• Mike Roberts

Basking in the Glow of a Firepit


We all love relaxing around a fire, whether it’s indoors by the fireplace hearth or outdoors. Firepits are an increasingly popular way to enjoy a fire in your backyard. If you’re a person with average building skills, you can build one yourself. Here’s how.


Portable units

Of course, if you don’t want to build your own firepit, you can buy a portable version that uses logs or propane gas. Wood-burning portable firepits are usually made of tempered steel coated with heat-resistant black paint. These firepits come in many ornate designs and start at less than $70. Propane-burning versions are fashioned from faux stone, ornate metal or metal wicker. Their fireboxes contains lava rock or glass beads with a propane tank in a space beneath. These units range in price from less than $100 to several hundred dollars.

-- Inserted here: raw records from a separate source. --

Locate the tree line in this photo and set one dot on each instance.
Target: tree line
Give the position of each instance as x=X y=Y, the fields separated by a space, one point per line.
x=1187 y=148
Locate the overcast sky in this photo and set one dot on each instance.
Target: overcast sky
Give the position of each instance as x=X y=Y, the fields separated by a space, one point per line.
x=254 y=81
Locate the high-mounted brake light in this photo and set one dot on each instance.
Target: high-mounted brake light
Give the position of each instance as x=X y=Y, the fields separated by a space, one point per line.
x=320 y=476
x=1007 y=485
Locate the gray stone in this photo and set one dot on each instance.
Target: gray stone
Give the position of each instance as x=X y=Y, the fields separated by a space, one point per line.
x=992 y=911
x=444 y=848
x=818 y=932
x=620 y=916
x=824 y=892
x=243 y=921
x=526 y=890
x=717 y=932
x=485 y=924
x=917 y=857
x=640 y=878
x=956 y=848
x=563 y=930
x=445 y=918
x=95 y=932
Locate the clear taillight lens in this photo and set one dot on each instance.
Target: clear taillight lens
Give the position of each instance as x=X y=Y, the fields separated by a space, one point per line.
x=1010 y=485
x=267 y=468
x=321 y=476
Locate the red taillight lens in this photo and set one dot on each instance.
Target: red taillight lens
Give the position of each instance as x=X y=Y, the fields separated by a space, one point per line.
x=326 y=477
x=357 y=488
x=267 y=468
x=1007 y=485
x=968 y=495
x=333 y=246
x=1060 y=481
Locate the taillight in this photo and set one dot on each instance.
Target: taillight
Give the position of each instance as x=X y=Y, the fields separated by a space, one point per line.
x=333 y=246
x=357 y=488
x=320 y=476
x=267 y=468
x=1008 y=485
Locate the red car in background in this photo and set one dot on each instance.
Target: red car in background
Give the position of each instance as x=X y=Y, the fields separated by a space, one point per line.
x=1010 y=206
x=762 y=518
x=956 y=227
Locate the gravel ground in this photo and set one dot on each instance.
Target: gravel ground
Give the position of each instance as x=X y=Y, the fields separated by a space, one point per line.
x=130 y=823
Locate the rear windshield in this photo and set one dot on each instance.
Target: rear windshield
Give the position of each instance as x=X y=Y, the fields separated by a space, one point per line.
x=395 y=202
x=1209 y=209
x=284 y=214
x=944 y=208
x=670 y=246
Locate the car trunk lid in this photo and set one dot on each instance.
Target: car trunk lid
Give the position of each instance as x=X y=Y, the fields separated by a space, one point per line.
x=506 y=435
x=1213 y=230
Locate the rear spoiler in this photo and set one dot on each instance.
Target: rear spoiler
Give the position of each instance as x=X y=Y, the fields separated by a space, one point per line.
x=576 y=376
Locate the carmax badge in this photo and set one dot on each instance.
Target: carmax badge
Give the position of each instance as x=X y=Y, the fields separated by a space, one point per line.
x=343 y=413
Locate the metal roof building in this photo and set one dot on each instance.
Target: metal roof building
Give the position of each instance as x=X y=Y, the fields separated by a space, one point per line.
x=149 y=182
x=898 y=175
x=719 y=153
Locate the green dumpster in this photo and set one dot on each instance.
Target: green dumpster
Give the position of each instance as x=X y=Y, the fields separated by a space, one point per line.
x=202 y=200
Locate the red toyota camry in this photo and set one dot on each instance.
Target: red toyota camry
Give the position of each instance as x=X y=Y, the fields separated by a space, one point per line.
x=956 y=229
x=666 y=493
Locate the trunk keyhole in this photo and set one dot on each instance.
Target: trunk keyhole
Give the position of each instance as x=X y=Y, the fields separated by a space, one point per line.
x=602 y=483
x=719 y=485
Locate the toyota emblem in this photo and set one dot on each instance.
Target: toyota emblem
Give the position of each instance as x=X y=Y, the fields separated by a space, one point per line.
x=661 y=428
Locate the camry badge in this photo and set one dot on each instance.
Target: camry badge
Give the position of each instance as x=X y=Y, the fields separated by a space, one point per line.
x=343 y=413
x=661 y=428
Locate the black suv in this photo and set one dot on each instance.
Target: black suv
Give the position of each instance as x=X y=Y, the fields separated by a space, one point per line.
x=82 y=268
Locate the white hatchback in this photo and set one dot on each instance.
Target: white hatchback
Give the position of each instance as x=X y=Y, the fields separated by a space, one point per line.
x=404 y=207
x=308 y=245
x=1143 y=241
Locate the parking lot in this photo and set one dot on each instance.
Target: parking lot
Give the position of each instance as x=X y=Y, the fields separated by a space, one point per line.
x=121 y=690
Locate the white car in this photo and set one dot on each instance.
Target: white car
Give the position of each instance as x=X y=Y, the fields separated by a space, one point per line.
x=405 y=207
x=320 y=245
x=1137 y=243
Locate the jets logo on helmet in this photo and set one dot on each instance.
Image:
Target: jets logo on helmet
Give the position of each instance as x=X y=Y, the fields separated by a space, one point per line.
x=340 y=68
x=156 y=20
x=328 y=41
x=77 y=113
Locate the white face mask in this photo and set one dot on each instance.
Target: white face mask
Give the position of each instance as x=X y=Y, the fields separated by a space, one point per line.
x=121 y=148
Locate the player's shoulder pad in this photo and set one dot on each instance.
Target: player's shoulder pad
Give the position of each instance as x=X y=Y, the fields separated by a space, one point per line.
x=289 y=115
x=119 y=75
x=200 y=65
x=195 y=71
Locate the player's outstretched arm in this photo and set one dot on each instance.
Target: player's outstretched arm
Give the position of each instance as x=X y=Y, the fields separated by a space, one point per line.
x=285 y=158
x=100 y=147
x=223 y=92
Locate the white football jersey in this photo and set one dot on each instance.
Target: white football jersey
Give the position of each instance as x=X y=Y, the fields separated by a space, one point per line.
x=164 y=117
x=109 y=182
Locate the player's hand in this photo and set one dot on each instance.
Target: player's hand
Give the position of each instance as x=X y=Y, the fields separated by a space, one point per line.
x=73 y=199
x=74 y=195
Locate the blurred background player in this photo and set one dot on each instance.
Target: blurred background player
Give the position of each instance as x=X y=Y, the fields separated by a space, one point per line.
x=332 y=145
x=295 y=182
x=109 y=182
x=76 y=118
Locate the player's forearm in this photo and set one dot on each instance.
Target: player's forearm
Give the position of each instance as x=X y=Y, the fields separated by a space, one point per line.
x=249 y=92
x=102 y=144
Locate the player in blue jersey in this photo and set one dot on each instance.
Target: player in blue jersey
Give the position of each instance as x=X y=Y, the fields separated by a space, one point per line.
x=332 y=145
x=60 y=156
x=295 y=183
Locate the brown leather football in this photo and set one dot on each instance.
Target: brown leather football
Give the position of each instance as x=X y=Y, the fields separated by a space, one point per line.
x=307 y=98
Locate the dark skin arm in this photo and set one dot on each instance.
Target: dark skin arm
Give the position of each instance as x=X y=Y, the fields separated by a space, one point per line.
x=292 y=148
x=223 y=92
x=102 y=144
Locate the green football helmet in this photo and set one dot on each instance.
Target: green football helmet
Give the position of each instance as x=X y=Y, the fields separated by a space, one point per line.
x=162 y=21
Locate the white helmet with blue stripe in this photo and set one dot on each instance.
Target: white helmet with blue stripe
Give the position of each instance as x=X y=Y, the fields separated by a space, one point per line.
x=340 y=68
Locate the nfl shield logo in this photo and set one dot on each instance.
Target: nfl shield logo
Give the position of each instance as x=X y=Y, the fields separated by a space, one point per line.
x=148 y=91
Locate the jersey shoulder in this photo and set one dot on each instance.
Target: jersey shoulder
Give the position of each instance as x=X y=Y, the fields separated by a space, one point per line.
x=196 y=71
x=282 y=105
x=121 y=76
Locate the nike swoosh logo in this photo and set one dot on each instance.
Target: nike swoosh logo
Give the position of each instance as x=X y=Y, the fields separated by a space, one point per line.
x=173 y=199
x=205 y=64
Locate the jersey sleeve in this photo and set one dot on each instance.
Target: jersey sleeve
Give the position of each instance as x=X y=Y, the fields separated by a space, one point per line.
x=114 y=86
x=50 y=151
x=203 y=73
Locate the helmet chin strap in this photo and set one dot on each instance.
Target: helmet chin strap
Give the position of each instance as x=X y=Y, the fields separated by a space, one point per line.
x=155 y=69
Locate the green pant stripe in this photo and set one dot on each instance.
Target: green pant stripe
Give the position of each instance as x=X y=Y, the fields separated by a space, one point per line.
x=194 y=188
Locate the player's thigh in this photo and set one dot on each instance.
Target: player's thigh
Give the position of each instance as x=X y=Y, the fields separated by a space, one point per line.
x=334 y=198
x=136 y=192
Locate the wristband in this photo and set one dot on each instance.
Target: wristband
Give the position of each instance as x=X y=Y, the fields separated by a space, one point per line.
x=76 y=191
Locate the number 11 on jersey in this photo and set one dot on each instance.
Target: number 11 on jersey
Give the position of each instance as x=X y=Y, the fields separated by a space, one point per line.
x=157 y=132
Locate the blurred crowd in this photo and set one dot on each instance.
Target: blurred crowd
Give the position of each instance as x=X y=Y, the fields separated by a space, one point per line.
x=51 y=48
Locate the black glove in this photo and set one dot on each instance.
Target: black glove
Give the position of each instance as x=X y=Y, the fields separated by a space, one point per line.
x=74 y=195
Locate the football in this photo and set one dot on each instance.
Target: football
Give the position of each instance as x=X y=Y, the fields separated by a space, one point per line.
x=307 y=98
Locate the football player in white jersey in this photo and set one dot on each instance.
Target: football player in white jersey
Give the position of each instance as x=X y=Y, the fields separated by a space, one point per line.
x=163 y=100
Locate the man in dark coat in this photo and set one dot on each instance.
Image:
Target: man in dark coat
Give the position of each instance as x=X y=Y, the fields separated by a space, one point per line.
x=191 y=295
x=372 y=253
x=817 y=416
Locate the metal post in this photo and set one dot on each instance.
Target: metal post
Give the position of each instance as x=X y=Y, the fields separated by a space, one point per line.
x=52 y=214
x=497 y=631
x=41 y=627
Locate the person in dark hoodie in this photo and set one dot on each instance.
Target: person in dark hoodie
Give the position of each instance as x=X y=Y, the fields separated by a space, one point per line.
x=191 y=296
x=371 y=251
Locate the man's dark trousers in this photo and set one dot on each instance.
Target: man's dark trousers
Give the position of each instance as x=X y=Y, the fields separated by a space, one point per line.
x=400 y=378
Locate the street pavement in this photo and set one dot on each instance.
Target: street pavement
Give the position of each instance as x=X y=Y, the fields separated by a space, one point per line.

You can place a portable propane firepit on any outdoor surface, but wood-burning ones require a hard surface, such as a patio.


Building your own firepit

Before you begin digging, study the size, shape and layout of your backyard to choose the best location. Select a site safely away from existing structures and overhanging trees. Don’t forget to factor in space surrounding the pit for seating. Firepits often are integrated into an overall outdoor entertainment area. You’ll also need to check to see if you need approval from your neighborhood homeowners association and/or the local building code department.

If your pit will use natural gas, you must choose a site close to your home’s gas supply and hired a licensed plumber for the hookup.

YouTube videos offer plenty of guidance on building firepits with step-by-step demonstrations of construction. Here’s a brief summary of the steps.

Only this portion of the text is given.